When a company releases a new AI video generator, it doesn't take long before someone uses it to create a video of actor Will Smith eating spaghetti.
It has become something of a benchmark as well as a meme. The idea is to see if a new video generator can realistically render Smith slurping a bowl of noodles. Smith himself parodied the trend in an Instagram post in February.
Google Veo 2 has done just that.
It's time to eat spaghetti. pic.twitter.com/AZO81w8JC0
— Jerrod Lew (@jerrod_lew) December 17, 2024
Will Smith and Pasta are just one of several strange “unofficial” benchmarks that will sweep the AI community in 2024. A 16-year-old developer built an app that lets an AI control Minecraft and tests its ability to design structures. Elsewhere, British programmers have created a platform where AI plays games like Pictionary and Connect 4 against each other.
It's not that there aren't any more academic tests of AI performance. So why did the weirdos explode?

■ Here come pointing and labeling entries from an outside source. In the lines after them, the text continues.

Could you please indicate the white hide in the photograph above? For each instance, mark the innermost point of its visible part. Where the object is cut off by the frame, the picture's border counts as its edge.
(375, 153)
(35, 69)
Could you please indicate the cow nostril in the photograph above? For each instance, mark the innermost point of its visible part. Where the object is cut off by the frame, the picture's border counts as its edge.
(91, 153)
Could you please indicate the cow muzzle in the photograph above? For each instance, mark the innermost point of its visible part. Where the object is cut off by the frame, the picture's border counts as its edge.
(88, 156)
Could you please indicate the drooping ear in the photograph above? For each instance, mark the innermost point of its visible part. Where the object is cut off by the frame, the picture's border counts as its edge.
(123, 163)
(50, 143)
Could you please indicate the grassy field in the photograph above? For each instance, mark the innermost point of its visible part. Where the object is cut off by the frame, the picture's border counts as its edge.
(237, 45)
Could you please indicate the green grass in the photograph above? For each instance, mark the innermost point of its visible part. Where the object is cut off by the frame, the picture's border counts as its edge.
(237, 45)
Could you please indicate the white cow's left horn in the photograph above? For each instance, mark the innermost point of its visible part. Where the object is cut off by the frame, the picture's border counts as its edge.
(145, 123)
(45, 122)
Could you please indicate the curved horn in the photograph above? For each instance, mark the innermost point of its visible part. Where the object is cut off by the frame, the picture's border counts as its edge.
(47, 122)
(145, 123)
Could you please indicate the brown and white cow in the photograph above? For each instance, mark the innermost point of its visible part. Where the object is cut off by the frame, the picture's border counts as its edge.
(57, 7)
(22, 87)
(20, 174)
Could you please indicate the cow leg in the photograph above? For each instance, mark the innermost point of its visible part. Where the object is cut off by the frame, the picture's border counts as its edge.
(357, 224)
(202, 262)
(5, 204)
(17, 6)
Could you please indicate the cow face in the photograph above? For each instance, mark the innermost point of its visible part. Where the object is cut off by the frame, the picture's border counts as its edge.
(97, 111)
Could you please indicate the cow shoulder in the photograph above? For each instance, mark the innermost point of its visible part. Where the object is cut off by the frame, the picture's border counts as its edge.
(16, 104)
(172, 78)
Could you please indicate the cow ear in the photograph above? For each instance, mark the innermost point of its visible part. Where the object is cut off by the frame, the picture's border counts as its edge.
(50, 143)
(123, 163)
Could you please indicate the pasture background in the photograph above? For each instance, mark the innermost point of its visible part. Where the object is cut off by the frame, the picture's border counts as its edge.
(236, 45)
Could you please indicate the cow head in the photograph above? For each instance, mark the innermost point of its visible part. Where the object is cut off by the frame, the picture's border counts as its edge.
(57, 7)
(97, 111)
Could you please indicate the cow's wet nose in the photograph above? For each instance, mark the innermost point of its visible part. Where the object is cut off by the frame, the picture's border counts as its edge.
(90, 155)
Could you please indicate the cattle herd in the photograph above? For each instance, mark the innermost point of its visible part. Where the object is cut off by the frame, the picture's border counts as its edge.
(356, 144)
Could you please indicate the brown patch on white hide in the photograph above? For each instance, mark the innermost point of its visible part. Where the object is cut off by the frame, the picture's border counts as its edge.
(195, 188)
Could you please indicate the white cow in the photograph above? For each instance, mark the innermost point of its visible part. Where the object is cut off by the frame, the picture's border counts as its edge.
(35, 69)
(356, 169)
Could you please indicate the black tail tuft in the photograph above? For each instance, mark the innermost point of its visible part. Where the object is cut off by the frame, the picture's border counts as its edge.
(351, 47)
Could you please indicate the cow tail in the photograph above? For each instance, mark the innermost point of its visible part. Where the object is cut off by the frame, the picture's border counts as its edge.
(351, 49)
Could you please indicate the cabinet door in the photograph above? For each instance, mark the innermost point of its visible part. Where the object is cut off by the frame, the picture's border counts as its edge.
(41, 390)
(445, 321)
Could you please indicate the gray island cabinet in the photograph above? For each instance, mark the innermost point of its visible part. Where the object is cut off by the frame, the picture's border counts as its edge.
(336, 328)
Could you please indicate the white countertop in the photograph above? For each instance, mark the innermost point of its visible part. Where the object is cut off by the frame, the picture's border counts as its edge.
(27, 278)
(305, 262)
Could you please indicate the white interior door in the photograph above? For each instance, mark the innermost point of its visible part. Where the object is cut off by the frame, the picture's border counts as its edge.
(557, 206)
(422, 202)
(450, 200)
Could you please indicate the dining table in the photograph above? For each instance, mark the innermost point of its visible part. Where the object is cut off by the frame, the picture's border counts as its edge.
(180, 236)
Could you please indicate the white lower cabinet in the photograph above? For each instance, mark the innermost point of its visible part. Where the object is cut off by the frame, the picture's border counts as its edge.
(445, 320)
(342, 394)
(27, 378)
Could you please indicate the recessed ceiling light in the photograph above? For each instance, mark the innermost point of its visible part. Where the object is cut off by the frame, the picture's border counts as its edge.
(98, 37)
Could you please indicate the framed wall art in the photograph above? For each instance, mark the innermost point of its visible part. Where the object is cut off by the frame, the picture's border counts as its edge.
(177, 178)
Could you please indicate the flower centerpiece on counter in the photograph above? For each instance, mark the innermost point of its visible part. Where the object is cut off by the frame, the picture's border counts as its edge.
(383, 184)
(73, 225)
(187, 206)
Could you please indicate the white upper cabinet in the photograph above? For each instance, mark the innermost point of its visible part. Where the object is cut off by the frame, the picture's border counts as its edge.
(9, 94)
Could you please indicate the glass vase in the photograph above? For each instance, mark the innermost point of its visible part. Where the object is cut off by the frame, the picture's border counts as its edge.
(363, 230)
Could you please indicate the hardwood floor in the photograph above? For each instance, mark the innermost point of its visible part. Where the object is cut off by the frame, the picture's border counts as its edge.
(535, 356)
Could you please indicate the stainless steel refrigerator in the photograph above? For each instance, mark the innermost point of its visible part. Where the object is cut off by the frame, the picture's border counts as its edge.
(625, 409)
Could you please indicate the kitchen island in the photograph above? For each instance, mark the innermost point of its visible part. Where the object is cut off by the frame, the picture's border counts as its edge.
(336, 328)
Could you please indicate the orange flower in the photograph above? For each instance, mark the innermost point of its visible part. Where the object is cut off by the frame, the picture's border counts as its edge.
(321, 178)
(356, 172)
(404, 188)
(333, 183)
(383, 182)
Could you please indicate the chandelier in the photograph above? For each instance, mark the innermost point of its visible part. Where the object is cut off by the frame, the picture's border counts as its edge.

Image credit: Paul Calcraft
First, many industry-standard AI benchmarks are largely obscure to the general public. Companies often cite AI's ability to answer Math Olympiad exam questions or find plausible solutions to doctoral-level problems. But most people, including you, use chatbots for things like replying to emails and doing basic research.
Crowdsourced industry measures are not necessarily better or more beneficial.
For example, consider Chatbot Arena, a public benchmark that is avidly followed by many AI enthusiasts and developers. Chatbot Arena allows anyone on the web to evaluate how well AI performs at specific tasks, such as creating web apps or generating images. But evaluators tend to be unrepresentative, most of them from the AI and technology industry, and vote based on personal, specific, and elusive preferences.
Chatbot arena interface. Image credit: LMSYS
In a recent post on X, Wharton management professor Ethan Mollick pointed out another problem with many AI industry benchmarks. That's because you're not comparing the system's performance to the average person's performance.
“The fact that we don't have 30 different benchmarks from different organizations for medical, legal, quality of advice, etc. is a real shame because people are still using the system for these things. ” Mollick wrote.
Weird AI benchmarks like Connect 4, Minecraft, and Will Smith eating spaghetti are definitely not empirical or even generalizable. Just because an AI passes Will Smith's test doesn't mean it can successfully produce, say, a hamburger.
Be careful of typos. There is no model like the Claude 3.6 Sonnet. Image credit: Adonis Singh
One expert I spoke to about AI benchmarking suggested that the AI community is focused on the downstream impact of AI, rather than its capabilities in narrow areas. That's wise. But I have a feeling the strange benchmarks aren't going away anytime soon. It's not just funny. Who doesn't love watching an AI build a Minecraft castle? — but they are easy to understand. And, as my colleague Max Zeff recently wrote , the industry continues to grapple with distilling a technology as complex as AI into digestible marketing.
The only question in my mind is: What weird new benchmarks will be popular in 2025?